Esok harinya sebelum berangkat kerja, Doni  menghampiri rumah yang alamatnya ada di kartu nama dalam dompet wanita itu untuk mengembalikan payung yang kemarin dipinjamkannya.

Tuk.. tuk.. Tuk..

Doni mengetuk pintu rumah itu, lalu seseorang  menyahut dari dalam.

“Tunggu sebentar!” sahut seseorang di balik pintu.

“Kamu siapa ya? Ada perlu apa kemari?” Tanya orang itu.  Ternyata orang yang menyahut itu adalah wanita yang kira-kira berumur 50 tahunan.

“Dindanya ada, Bu?” tanya balik Doni.

“Enggak, di sini gak ada yang namanya Dinda!” jawab ibu itu dengan kaget.

Dengan heran Doni menjawab, “Masa Bu, saya gak percaya! Baru saja kemarin saya bertemu dengannya di pohon seberang sana. Dia juga menjatuhkan dompetnya. Dan memang alamatnya juga tertuju ke sini, masa gak ada yang namanya Dinda?”

Mendengar perkataan Doni ibu itu menangis dan diam. Namun Doni keheranan. Hingga ibu itu merasa tidak enak hati, akhirnya ibu itu menjawab “Sebenarnya saya di sini hanyalah seorang pembantu yang menjaga Non Dinda. Namun dia sudah meninggal dunia 2 minggu yang lalu karena sakit kanker hati.” Tutur ibu itu.

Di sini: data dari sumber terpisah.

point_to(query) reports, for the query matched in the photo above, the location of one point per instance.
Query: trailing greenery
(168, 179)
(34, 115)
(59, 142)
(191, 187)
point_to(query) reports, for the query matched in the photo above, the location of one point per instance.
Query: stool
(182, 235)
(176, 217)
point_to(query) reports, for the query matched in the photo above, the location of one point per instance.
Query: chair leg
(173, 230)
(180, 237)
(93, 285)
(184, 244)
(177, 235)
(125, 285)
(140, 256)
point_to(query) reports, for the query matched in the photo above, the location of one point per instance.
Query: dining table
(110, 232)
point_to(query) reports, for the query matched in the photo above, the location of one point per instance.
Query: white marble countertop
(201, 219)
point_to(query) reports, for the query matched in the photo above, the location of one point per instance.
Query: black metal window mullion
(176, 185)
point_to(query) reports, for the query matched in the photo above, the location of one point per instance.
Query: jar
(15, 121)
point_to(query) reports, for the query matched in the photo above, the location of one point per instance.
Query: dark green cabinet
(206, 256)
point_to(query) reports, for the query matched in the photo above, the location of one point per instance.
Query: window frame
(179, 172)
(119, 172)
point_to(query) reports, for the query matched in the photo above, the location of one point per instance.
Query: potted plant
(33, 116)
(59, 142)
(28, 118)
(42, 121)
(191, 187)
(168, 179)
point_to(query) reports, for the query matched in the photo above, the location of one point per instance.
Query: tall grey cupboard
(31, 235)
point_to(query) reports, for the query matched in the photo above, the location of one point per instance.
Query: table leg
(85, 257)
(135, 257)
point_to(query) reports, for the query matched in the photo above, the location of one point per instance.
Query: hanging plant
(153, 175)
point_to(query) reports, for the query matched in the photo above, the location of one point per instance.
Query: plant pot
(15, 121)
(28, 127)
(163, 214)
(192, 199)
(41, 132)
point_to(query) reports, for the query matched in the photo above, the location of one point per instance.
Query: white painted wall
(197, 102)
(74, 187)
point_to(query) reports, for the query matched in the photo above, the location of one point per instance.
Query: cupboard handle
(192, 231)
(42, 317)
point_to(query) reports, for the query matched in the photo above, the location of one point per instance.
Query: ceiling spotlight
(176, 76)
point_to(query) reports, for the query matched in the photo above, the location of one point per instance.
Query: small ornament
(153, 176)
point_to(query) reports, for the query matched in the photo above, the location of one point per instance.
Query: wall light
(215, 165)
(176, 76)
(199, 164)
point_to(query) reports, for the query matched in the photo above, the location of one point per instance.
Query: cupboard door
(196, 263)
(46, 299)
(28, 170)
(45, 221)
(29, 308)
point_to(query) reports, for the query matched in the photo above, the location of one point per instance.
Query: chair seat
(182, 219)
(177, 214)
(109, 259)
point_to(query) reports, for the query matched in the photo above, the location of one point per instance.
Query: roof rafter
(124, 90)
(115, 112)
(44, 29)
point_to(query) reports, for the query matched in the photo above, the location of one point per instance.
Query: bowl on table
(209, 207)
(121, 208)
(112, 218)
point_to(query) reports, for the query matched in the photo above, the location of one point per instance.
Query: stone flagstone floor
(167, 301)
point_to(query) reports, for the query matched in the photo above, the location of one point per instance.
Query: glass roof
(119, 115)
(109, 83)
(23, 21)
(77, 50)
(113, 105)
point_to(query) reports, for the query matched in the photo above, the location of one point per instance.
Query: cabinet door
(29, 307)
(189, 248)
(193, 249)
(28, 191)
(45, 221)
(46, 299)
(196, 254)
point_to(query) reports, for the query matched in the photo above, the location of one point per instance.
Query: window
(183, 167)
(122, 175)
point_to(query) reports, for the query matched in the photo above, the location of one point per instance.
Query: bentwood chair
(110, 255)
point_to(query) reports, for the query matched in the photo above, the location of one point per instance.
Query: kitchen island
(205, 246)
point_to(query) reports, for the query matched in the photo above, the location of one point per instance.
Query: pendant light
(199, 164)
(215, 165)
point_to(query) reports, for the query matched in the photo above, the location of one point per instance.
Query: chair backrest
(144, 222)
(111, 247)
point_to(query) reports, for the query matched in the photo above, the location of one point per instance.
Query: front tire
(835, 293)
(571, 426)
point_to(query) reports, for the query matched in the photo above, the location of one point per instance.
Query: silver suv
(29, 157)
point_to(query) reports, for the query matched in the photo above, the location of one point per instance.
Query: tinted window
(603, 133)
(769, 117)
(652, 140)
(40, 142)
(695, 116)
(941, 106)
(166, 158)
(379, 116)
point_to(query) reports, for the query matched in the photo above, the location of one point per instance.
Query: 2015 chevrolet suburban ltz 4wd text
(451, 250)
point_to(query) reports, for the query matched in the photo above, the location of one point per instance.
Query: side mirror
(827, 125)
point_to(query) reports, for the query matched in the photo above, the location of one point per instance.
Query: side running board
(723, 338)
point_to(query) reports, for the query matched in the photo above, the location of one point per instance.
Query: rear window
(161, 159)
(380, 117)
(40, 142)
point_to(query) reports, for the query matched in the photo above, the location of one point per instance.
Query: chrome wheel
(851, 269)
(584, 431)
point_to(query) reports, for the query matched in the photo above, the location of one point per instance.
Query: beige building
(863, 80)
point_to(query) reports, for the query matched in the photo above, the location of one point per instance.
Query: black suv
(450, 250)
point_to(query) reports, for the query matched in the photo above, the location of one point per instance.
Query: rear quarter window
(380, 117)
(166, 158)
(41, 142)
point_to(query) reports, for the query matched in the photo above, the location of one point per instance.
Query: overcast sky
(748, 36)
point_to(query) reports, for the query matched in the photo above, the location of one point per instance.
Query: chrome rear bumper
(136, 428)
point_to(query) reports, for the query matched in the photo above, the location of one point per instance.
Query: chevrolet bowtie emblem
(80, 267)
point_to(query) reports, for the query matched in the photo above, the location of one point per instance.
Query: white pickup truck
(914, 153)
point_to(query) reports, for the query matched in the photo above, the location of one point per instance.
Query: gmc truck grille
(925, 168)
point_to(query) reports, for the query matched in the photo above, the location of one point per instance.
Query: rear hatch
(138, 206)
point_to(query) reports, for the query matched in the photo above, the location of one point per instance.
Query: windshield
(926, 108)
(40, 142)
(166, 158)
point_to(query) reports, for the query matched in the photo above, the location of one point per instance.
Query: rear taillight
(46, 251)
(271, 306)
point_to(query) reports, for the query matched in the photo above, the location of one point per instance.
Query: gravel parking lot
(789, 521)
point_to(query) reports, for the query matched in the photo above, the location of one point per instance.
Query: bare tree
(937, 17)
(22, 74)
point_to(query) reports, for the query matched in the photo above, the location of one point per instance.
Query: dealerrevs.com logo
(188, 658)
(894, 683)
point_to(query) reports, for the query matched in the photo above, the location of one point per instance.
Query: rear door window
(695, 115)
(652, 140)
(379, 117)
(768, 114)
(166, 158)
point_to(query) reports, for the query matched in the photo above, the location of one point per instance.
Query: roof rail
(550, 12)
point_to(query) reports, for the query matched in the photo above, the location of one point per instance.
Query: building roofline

Doni kaget dan merasa takut.

“Jika demikian, apa yang dimaksud Dinda ketika saya menanyakan rumahnya menunjuk ke belakang?” Tanya Doni

“Rumah Dinda yang dimaksud di sana adalah kuburannya, dia dikubur tepat sekali di tempat kamu berteduh. Dinda adalah wanita yang sangat baik hati dan suka menolong, makanya ia meminjamkan payungnya kepadamu. Jangan kaget, itu sudah terjadi pada banyak orang yang lewat ke sana. Namun rata-rata jika ada orang yang sudah lewat ke sana, umurnya tidak akan lama lagi.”  Jawab ibu itu

Doni terkejut seolah tidak percaya, namun Doni langsung memberikan payung dan dompet milik Dinda. Kemudian Doni  berpamitan.

ooOoo

Nyata tapi seperti dalam mimpi Doni memikirkan kejadian yang telah menimpanya.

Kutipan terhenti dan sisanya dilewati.